Arts & Culture

Empty Bowls art show, chili cookoff to benefit Kansas Food Bank


This bowl, “Sprigged Bowl” by Joyce St. Clair, will be part of the Empty Bowls live auction on Oct. 24.
This bowl, “Sprigged Bowl” by Joyce St. Clair, will be part of the Empty Bowls live auction on Oct. 24. Courtesy photo

A $20 bowl of chili may seem a little expensive, but Brenda Lichman wants to put that all into perspective for you.

You’re getting an art show, a tasting party, a souvenir and, of course, a chance to do something good and vital for the Wichita community.

You pay your $20 ($10 for students), pick out a colorful bowl from about a thousand hand-made, one-of-a-kind bowls that you can use to sample up to 20 kinds of chili donated by chili aficionados and local restaurants including Tanya’s Soup Kitchen, Marriott and Sodexo.

Between 30 and 50 of the more exotic, artistic bowls – some from well-known artists and local celebrities – will be on display and sold in a silent auction as art pieces for additional funds.

All proceeds go to the Kansas Food Bank.

And you get to take your bowl home as a souvenir.

“We’ll even help you wash it,” says Lichman, ceramics artist and adjunct lecturer in the Wichita State University ceramics department.

Lichman first got the idea of pairing a ceramics show with a chili cook-off to benefit the hungry when she was at her previous position at the University of North Texas.

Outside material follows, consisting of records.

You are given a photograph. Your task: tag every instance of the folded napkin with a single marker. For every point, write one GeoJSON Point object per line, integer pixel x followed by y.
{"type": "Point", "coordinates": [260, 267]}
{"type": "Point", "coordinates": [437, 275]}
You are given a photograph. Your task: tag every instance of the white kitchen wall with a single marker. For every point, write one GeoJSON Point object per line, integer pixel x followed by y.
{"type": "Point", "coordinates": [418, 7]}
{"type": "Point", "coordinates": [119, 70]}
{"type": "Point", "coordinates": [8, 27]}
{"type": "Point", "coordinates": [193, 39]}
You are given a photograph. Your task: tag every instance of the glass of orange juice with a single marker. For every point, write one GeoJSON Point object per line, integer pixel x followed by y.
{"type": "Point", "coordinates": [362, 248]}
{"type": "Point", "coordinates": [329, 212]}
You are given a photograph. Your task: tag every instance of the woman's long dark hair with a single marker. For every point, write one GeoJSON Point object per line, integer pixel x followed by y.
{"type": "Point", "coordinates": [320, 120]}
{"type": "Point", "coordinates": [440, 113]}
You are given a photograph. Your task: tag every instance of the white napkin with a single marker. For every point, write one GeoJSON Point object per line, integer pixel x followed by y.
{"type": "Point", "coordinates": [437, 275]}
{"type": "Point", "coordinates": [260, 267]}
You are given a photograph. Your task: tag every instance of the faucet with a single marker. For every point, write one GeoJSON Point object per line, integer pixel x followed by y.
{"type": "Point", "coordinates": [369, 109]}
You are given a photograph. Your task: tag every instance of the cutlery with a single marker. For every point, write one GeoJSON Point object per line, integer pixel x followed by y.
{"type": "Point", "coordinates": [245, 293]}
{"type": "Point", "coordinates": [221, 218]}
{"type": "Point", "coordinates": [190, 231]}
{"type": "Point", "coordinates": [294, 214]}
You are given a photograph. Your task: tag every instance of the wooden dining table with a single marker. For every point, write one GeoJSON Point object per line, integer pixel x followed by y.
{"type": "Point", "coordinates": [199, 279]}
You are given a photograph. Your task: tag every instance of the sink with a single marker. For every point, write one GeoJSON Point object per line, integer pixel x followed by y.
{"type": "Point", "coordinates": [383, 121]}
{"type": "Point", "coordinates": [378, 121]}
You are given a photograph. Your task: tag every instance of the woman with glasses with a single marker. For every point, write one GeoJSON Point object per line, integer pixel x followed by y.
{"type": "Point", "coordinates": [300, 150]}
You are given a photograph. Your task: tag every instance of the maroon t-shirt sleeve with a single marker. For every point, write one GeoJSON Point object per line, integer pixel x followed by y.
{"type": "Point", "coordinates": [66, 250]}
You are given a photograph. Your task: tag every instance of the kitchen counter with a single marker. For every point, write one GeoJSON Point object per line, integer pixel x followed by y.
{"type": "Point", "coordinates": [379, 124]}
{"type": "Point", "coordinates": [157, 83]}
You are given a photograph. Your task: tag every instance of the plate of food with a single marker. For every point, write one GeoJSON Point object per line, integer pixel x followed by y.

“I am an artist and a teacher, and I spend a lot of time alone in the studio. I wanted to find a way to use my art to help others,” says Lichman, who has been at WSU for five years.

As a result, she became involved with the North Texas Food Bank, where local artists donated items to auction to raise funds.

“I became passionate about it and wanted to inspire my students to do the same. I wanted to teach them that we all have our own strengths and that we can use our pottery talents to help people. And we didn’t need a lot of money to do it,” Lichman says.

“When I left North Texas, they told me to keep that passion alive,” she says.

In Wichita, she organized a few small ceramics shows to do just that. Then last year, she went big time, involving WSU, particularly the School of Art, Design and Creative Industries, the WSU Ceramics Guild, the Elliott School of Communication and the WSU Hunger Initiative – all to benefit the Kansas Food Bank.

“Our goal was $10,000 and we came very close: $9,500,” Lichman says. “It was so well-received we want to double the goal every year. This year it’s $20,000. I have a five-year plan to reach $150,000.”

At that point, Lichman says, she wants to shift the effort from growth to maintenance.

“We want to become a permanent part of the community for the Food Bank. We want people to look forward to us every year. We want people to look at the donated bowls and realize how many empty bowls there are to fill around the country.”

The philosophy behind the effort is to find “innovative solutions to hunger awareness through clay, community and conversation.”

“We want to get everybody involved. We’ve already involved the Ceramics Guild, WSU students and volunteers who took classes in pottery to make bowls, both formed and thrown on a potter’s wheel,” she says. “We’ve reached out to the Girl Scouts and some urban preparatory schools for after-school projects.”

Most of the bowls are very functional for eating chili, Lichman says, made with lead-free finishes and safe for microwave and dishwasher use.

The sculptural and exotic bowls – some several feet across – selected for the exhibit will be judged by Newton ceramics artist Conrad Snider and Emma Draghi, a ceramics artist from Florence, Italy, who will be artist-in-residence at WSU for two weeks. The internationally known Draghi will also contribute one of her works for the auction.

“I see this growing as more people become involved,” Lichman says. “By the third year, we may have to move off campus to find more room. That would be great.”

If you go

Empty Bowls exhibit and chili cookoff

What: Exhibit and auction of donated ceramic bowls, some by well-known artists and local celebrities, plus chili feed to benefit the Kansas Food Bank

Where: Ulrich Museum of Art, 1845 Fairmount, on WSU campus and Henrion Hall, ceramics building just east of the Ulrich

When: Exhibit is Oct. 17-25 at the Ulrich (11 a.m.-5 p.m. Tue.-Fri., 1-5 p.m. Sat.-Sun.); chili cook-off and silent auction is 11 a.m.-2 p.m. Oct. 24 at Henrion Hall.

Admission: Exhibit is free. Cook-off is $20 for adults, $10 for students. Admission entitles person to select a bowl from the hundreds of hand-made donations to sample up to 20 kinds of chili and then keep as a souvenir. A $50 early-bird ticket will let people get first pick of the bowls at 10 a.m.